Amines contain a nitrogen atom with a lone pair of electrons. This makes them good candidates to act as bases, as they can donate these electrons. However, the basicity of an amine is influenced by its surroundings.

In general, the presence of electron-donating groups can enhance the basicity of the amine by increasing the electron density on nitrogen. Conversely, electron-withdrawing groups reduce basicity.

In the given problem, different substituents attached to the nitrogen change each compound's ability to act as a base:

• CH\(_3\)NHCHO (a): Formamide is electron-withdrawing, diminishing basicity.
• C\(_6\)H\(_5\)CH\(_2\)NH\(_2\) (b): Slightly electron-withdrawing phenyl group; moderate impact on basicity.
• O\(_2\)NCH\(_2\)NH\(_2\) (c): Strong electron-withdrawing effect by the nitro group; significantly reduces basicity.
• C\(_6\)H\(_5\)CH\(_2\)NHCH\(_3\) (d): Secondary amine with phenyl, similar to (b).

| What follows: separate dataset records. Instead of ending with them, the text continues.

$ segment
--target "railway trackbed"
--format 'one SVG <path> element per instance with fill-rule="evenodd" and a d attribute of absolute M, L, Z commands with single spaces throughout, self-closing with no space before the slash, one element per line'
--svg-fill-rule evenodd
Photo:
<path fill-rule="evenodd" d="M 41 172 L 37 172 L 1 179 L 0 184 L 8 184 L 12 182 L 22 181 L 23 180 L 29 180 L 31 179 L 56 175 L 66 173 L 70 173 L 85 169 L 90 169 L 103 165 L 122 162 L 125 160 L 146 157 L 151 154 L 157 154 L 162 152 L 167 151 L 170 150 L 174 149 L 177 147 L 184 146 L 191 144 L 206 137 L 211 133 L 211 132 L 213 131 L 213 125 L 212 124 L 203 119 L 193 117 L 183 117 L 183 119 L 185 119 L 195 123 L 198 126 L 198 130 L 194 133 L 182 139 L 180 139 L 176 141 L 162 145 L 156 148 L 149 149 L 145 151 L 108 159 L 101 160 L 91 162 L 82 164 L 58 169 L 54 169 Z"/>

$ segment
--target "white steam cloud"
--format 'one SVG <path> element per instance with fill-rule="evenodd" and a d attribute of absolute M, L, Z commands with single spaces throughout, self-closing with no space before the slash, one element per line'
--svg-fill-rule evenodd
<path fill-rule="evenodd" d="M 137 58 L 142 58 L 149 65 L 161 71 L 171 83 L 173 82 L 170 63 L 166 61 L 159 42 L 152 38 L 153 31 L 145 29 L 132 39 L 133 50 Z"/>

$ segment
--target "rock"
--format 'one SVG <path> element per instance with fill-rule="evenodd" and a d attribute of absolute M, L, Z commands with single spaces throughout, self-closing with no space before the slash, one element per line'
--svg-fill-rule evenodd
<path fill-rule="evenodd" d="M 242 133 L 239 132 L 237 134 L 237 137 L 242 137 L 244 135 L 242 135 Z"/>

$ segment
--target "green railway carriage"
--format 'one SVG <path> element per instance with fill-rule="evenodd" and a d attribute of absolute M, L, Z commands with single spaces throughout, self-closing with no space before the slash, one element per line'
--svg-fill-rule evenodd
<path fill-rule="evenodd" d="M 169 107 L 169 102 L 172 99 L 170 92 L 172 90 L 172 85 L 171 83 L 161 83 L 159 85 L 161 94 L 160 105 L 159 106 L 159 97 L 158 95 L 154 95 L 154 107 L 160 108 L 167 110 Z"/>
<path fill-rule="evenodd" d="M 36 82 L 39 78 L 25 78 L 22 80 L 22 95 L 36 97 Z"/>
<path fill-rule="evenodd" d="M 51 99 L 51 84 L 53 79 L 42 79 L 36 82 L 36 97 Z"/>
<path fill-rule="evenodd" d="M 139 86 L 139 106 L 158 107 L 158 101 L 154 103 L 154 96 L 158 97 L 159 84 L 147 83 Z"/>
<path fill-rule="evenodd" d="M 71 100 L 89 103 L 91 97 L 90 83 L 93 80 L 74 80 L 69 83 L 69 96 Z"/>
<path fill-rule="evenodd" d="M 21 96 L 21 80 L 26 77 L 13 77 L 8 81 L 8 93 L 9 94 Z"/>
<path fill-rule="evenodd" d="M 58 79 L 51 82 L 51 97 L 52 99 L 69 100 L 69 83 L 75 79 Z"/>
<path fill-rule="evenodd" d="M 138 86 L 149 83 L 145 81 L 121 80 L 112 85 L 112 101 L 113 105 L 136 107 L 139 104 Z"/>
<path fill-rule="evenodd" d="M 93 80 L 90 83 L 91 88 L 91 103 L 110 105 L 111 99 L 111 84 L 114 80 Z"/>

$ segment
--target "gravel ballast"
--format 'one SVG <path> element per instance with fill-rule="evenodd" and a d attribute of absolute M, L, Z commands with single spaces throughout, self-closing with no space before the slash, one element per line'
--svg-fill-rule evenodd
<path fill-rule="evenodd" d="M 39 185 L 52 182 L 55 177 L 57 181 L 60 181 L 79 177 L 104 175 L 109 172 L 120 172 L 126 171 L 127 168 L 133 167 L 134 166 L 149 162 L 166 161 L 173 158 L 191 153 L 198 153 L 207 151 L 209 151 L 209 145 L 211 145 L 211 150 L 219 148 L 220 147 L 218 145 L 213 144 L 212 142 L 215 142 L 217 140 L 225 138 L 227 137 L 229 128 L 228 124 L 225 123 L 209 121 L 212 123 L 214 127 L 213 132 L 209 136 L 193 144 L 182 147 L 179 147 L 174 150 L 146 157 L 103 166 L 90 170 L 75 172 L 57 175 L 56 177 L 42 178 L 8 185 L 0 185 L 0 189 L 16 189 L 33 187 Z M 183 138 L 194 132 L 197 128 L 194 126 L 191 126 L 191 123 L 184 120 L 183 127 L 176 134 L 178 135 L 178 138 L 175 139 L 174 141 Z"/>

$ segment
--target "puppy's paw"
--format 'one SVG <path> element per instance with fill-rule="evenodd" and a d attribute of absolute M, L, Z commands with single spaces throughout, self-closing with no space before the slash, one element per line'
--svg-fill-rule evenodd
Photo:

The weakest base among them is the one with the strongest electron-withdrawing group, which is option (c).

Electronegativity refers to the ability of an atom to attract shared electrons. In molecules, this concept helps determine how electrons are distributed. In acid-base chemistry, it influences the ability of species like amines to donate electrons.

Atoms or groups with high electronegativity, when attached to a nitrogen atom, pull electrons towards themselves. This decreases the electron availability of the nitrogen atom, which lowers its basicity.

In the given exercise, the nitro group (NO\(_2\)) is highly electronegative. This group has a strong attraction for electrons, making it one of the most effective electron-withdrawing groups. Its presence in O\(_2\)NCH\(_2\)NH\(_2\) pulls electron density from nitrogen, effectively reducing the nitrogen's ability to act as a base.

• Electronegativity trend: higher electronegativity = stronger electron withdrawal
• Effect: lowers basicity by reducing electron availability at the nitrogen center.

The nitro group's strong electronegative nature explains why it has such a profound impact on reducing basicity in the given compound.